> For the complete documentation index, see [llms.txt](https://wiki.anatomyofmarketing.org/llms.txt). Markdown versions of documentation pages are available by appending `.md` to page URLs; this page is available as [Markdown](https://wiki.anatomyofmarketing.org/the-aom-model/layer-two-fundamentals/execution-4ps/promotion-p4/channel-plan.md).

# Channel Plan

### What is it?

A Channel Plan is the operational document that defines how a specific promotional initiative will be activated across channels. It specifies which channels will be used, what content will be produced and deployed in each, to which audience, at what investment level, and over what timeframe. It is the execution layer of the Channel Strategy, applied to a specific initiative rather than the brand as a whole.
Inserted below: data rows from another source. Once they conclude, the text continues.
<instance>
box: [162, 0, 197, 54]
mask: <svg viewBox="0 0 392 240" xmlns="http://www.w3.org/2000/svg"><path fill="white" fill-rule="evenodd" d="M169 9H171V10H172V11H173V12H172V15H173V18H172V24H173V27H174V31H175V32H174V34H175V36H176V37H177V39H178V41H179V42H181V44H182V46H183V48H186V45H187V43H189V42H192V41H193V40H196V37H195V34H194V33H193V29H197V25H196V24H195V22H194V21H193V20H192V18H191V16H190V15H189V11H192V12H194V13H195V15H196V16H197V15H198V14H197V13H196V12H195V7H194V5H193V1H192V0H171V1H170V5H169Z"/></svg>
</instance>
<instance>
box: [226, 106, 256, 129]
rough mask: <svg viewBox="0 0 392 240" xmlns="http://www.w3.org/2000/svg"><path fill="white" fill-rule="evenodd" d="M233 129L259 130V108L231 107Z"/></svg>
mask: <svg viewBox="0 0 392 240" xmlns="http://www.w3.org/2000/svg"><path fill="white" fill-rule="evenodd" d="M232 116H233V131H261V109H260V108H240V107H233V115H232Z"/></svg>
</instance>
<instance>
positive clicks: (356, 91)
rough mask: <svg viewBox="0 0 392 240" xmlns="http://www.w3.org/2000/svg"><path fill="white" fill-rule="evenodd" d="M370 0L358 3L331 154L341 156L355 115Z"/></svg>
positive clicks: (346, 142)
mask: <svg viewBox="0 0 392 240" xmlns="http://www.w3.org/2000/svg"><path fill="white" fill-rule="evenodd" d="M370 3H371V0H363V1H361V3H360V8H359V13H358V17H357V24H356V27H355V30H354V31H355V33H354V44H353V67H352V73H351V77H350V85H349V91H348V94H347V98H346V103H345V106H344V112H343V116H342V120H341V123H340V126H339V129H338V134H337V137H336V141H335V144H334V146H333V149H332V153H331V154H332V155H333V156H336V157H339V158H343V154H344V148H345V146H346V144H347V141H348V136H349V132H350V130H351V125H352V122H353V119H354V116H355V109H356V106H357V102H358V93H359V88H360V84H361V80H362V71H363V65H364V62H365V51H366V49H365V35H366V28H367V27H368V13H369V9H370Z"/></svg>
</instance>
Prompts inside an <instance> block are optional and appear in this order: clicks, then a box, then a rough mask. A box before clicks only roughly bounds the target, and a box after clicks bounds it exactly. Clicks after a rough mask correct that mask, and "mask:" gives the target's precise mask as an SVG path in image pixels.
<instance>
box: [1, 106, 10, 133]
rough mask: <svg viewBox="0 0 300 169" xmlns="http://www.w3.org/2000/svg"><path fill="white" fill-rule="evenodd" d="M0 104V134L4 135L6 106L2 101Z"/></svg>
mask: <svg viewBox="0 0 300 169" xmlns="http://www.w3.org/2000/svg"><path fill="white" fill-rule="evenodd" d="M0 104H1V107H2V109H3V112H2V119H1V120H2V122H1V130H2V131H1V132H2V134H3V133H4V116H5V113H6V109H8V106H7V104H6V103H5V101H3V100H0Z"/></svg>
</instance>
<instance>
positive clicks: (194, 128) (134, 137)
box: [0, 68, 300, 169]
***Also known as:*** *Media Plan, Campaign Plan, Go-to-Market Plan, Activation Plan, Media Schedule*

### Why it matters

A Channel Plan translates the Creative Concept and Channel Strategy into coordinated action. Without it, channel decisions are made reactively and independently: different teams activate different channels without a shared view of how they connect, how investment is allocated, or what the combined effect should be. The Channel Plan ensures that activity across Paid, Earned, Shared, and Owned channels is sequenced and integrated rather than fragmented. It also makes the trade-offs explicit: which channels are being prioritised, at what cost, and why.

The Channel Plan contains both the channel decisions and the content decisions for a specific initiative. What needs to be produced, by whom, and for which channels are all part of the plan. This is what distinguishes it from Channel Strategy: Channel Strategy sets the brand-level architecture. The Channel Plan specifies what is being activated, when, and how for this initiative.

**Content plans within the Channel Plan**

Depending on the scale and complexity of the initiative, a Channel Plan will often contain or inform more granular content plans: a social content calendar, an email sequence, a paid media schedule, an earned media approach, or an owned content programme. These are natural sub-documents of the Channel Plan rather than separate strategic decisions. They translate the plan into the specific content requirements for each channel, which in turn inform the production brief.

**The relationship with production**

The Channel Plan defines what needs to be made and where it will run. Production turns that into reality. A well-structured Channel Plan makes the production requirements explicit, reduces the risk of gaps and duplication, and gives production teams a clear brief for what is needed, by when, and for which channels. The quality of production directly affects the quality of the outcome: the Channel Plan and production are sequential steps in the same process.

### When it matters most

A Channel Plan is needed for every significant promotional initiative. It is most critical when a business is coordinating activity across multiple channels simultaneously, when multiple agencies or teams are working on the same initiative and need a shared operational reference, or when budget allocation decisions need to be made explicitly rather than by default. It is also essential when a business is launching a new product, entering a new market, or running a time-sensitive campaign where sequencing and coordination across channels directly affects the outcome.